Maybe Large Companies are Fundamentally Flawed - twampss
http://www.jacksonfish.com/blog/2008/03/24/maybe-large-companies-are-fundamentally-flawed/

======
pchristensen
Good read, but misses the point that big (and especially public) companies
became big by optimizing for profit and revenue growth, and shareholder
returns. Employee and customer satisfaction are pursued only if they help
drive those two goals.

------
ktheory
Companies exist in large part to avoid transaction costs of using several
autonomous market agents (the thesis of _The Nature of the Firm_
[http://www.cerna.ensmp.fr/Enseignement/CoursEcoIndus/Support...](http://www.cerna.ensmp.fr/Enseignement/CoursEcoIndus/SupportsdeCours/COASE.pdf)
by Ronald Coase, 1937)

Vertically integrated companies can avoid more transactions costs, making them
more valuable.

The author doesn't seem to appreciate why large, vertically integrated
companies are fundamentally valuable.

------
hillel
Actually, I think that is the point. Big companies are not necessarily always
optimizing for employee and customer satisfaction.
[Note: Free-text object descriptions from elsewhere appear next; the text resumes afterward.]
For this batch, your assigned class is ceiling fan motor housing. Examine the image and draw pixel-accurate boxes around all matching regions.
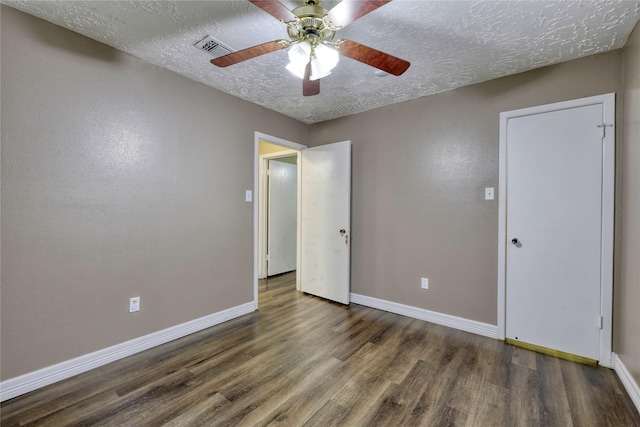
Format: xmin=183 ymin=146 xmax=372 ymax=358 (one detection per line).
xmin=288 ymin=4 xmax=338 ymax=46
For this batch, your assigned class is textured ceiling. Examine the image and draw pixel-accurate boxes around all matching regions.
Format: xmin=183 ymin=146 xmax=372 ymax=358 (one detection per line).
xmin=4 ymin=1 xmax=640 ymax=124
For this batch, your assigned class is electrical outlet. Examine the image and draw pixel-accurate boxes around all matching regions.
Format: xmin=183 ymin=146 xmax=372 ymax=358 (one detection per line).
xmin=421 ymin=277 xmax=429 ymax=289
xmin=485 ymin=187 xmax=495 ymax=200
xmin=129 ymin=296 xmax=140 ymax=313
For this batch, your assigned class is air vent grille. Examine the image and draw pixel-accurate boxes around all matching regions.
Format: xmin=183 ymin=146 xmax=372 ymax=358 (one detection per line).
xmin=194 ymin=35 xmax=234 ymax=58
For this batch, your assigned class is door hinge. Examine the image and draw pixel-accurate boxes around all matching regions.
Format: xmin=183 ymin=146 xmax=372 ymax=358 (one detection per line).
xmin=597 ymin=124 xmax=613 ymax=139
xmin=266 ymin=254 xmax=270 ymax=261
xmin=599 ymin=315 xmax=604 ymax=330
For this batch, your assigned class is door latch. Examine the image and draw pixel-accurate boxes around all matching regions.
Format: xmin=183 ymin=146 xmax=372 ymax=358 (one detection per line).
xmin=339 ymin=228 xmax=349 ymax=245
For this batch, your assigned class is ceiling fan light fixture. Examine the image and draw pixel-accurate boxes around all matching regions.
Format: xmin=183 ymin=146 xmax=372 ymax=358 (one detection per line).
xmin=288 ymin=41 xmax=312 ymax=65
xmin=286 ymin=61 xmax=306 ymax=79
xmin=311 ymin=43 xmax=339 ymax=80
xmin=287 ymin=41 xmax=312 ymax=79
xmin=287 ymin=41 xmax=339 ymax=81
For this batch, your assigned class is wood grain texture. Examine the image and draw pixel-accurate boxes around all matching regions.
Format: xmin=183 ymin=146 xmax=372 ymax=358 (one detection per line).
xmin=211 ymin=40 xmax=287 ymax=67
xmin=303 ymin=62 xmax=320 ymax=96
xmin=249 ymin=0 xmax=297 ymax=22
xmin=335 ymin=38 xmax=410 ymax=76
xmin=327 ymin=0 xmax=392 ymax=28
xmin=2 ymin=272 xmax=639 ymax=426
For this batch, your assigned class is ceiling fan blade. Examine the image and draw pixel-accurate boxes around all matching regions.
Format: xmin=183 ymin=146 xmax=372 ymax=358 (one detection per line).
xmin=335 ymin=39 xmax=410 ymax=76
xmin=249 ymin=0 xmax=297 ymax=22
xmin=211 ymin=40 xmax=287 ymax=67
xmin=327 ymin=0 xmax=392 ymax=28
xmin=303 ymin=62 xmax=320 ymax=96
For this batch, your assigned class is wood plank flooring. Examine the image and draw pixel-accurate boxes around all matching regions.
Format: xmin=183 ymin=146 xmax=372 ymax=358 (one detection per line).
xmin=2 ymin=272 xmax=639 ymax=426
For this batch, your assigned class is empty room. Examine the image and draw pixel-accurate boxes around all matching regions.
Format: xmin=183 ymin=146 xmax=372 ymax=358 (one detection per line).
xmin=1 ymin=1 xmax=640 ymax=425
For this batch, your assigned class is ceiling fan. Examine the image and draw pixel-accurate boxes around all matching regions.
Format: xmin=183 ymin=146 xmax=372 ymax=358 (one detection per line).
xmin=210 ymin=0 xmax=410 ymax=96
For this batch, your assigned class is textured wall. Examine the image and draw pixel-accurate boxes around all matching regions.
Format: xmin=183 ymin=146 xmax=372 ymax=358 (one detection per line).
xmin=309 ymin=52 xmax=622 ymax=325
xmin=0 ymin=6 xmax=307 ymax=380
xmin=619 ymin=22 xmax=640 ymax=386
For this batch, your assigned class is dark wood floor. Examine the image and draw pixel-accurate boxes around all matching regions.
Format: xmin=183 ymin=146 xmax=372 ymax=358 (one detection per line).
xmin=2 ymin=272 xmax=639 ymax=426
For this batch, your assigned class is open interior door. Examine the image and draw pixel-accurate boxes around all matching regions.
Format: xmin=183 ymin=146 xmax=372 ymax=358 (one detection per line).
xmin=267 ymin=158 xmax=297 ymax=276
xmin=300 ymin=141 xmax=351 ymax=304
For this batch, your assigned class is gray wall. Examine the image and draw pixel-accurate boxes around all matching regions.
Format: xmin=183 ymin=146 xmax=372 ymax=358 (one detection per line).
xmin=0 ymin=6 xmax=307 ymax=380
xmin=619 ymin=22 xmax=640 ymax=386
xmin=309 ymin=51 xmax=622 ymax=326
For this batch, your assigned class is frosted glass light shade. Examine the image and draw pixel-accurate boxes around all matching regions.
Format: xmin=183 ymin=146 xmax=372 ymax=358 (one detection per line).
xmin=288 ymin=41 xmax=312 ymax=66
xmin=286 ymin=61 xmax=306 ymax=79
xmin=310 ymin=44 xmax=339 ymax=81
xmin=286 ymin=41 xmax=339 ymax=80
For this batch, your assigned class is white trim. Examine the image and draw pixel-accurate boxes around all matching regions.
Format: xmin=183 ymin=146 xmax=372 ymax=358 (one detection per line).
xmin=599 ymin=93 xmax=615 ymax=367
xmin=0 ymin=302 xmax=255 ymax=402
xmin=350 ymin=293 xmax=498 ymax=339
xmin=613 ymin=353 xmax=640 ymax=414
xmin=253 ymin=132 xmax=306 ymax=303
xmin=497 ymin=110 xmax=507 ymax=340
xmin=497 ymin=93 xmax=615 ymax=365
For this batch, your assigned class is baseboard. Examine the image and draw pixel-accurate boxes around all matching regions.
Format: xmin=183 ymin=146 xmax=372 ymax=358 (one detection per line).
xmin=0 ymin=301 xmax=256 ymax=402
xmin=613 ymin=353 xmax=640 ymax=414
xmin=350 ymin=293 xmax=498 ymax=339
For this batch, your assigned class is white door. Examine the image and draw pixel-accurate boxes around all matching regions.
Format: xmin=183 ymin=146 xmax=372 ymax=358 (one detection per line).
xmin=267 ymin=158 xmax=297 ymax=276
xmin=504 ymin=98 xmax=613 ymax=361
xmin=300 ymin=141 xmax=351 ymax=304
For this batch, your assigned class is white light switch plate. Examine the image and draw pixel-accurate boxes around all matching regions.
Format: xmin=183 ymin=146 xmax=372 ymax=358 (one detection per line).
xmin=485 ymin=187 xmax=495 ymax=200
xmin=245 ymin=190 xmax=252 ymax=202
xmin=129 ymin=297 xmax=140 ymax=313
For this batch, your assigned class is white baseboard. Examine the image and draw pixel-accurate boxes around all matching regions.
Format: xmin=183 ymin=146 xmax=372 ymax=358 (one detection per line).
xmin=350 ymin=293 xmax=498 ymax=339
xmin=0 ymin=301 xmax=256 ymax=402
xmin=613 ymin=353 xmax=640 ymax=414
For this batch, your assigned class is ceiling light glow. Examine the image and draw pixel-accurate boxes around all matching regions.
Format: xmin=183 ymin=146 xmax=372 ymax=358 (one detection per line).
xmin=286 ymin=41 xmax=339 ymax=81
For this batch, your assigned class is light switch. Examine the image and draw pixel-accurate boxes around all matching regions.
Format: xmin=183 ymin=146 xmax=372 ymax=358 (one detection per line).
xmin=485 ymin=187 xmax=495 ymax=200
xmin=245 ymin=190 xmax=252 ymax=202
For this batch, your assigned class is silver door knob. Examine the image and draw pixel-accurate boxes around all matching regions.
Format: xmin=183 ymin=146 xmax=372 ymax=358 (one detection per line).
xmin=339 ymin=229 xmax=346 ymax=235
xmin=511 ymin=238 xmax=522 ymax=248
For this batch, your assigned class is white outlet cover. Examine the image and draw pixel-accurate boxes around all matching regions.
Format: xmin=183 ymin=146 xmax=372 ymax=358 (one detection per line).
xmin=129 ymin=297 xmax=140 ymax=313
xmin=485 ymin=187 xmax=495 ymax=200
xmin=421 ymin=278 xmax=429 ymax=289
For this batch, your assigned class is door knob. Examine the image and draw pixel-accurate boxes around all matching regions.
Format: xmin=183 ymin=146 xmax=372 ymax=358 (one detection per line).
xmin=339 ymin=229 xmax=346 ymax=235
xmin=511 ymin=238 xmax=522 ymax=248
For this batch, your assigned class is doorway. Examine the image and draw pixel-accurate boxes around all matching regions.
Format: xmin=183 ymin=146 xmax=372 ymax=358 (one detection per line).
xmin=254 ymin=133 xmax=306 ymax=305
xmin=497 ymin=93 xmax=615 ymax=366
xmin=258 ymin=143 xmax=300 ymax=279
xmin=253 ymin=132 xmax=353 ymax=307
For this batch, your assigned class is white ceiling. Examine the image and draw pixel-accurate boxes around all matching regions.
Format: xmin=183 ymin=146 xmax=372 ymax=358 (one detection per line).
xmin=4 ymin=1 xmax=640 ymax=124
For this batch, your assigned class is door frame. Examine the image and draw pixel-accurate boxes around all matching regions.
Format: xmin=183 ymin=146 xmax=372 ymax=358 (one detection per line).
xmin=259 ymin=150 xmax=299 ymax=279
xmin=254 ymin=132 xmax=307 ymax=307
xmin=497 ymin=93 xmax=615 ymax=367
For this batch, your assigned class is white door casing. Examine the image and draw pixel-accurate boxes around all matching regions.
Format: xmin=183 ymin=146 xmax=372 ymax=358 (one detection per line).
xmin=300 ymin=141 xmax=352 ymax=305
xmin=267 ymin=159 xmax=297 ymax=276
xmin=497 ymin=93 xmax=615 ymax=366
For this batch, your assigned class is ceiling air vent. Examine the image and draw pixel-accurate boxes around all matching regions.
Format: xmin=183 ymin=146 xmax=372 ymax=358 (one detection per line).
xmin=194 ymin=35 xmax=234 ymax=59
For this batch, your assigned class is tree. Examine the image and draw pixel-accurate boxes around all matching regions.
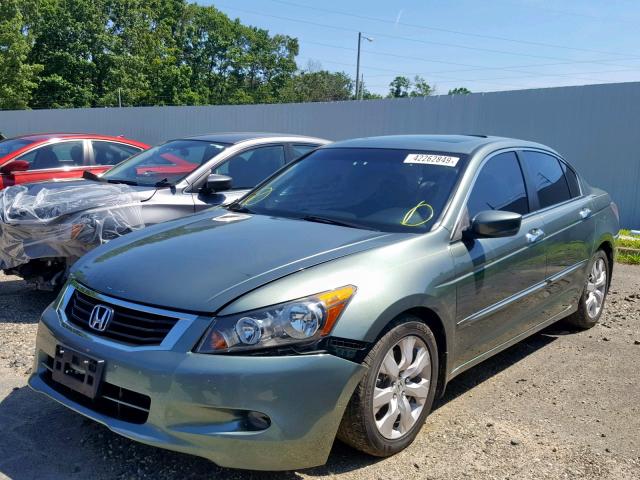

And frankly, with their
size, creating a sustainable healthy internal environment becomes more and
more difficult.

And although, as you say, the big guys don't always optimize around employee
and customer satisfaction can you name one that would admit that?

One other note: small companies need to focus on profit as well or they won't
have employees or customers for long.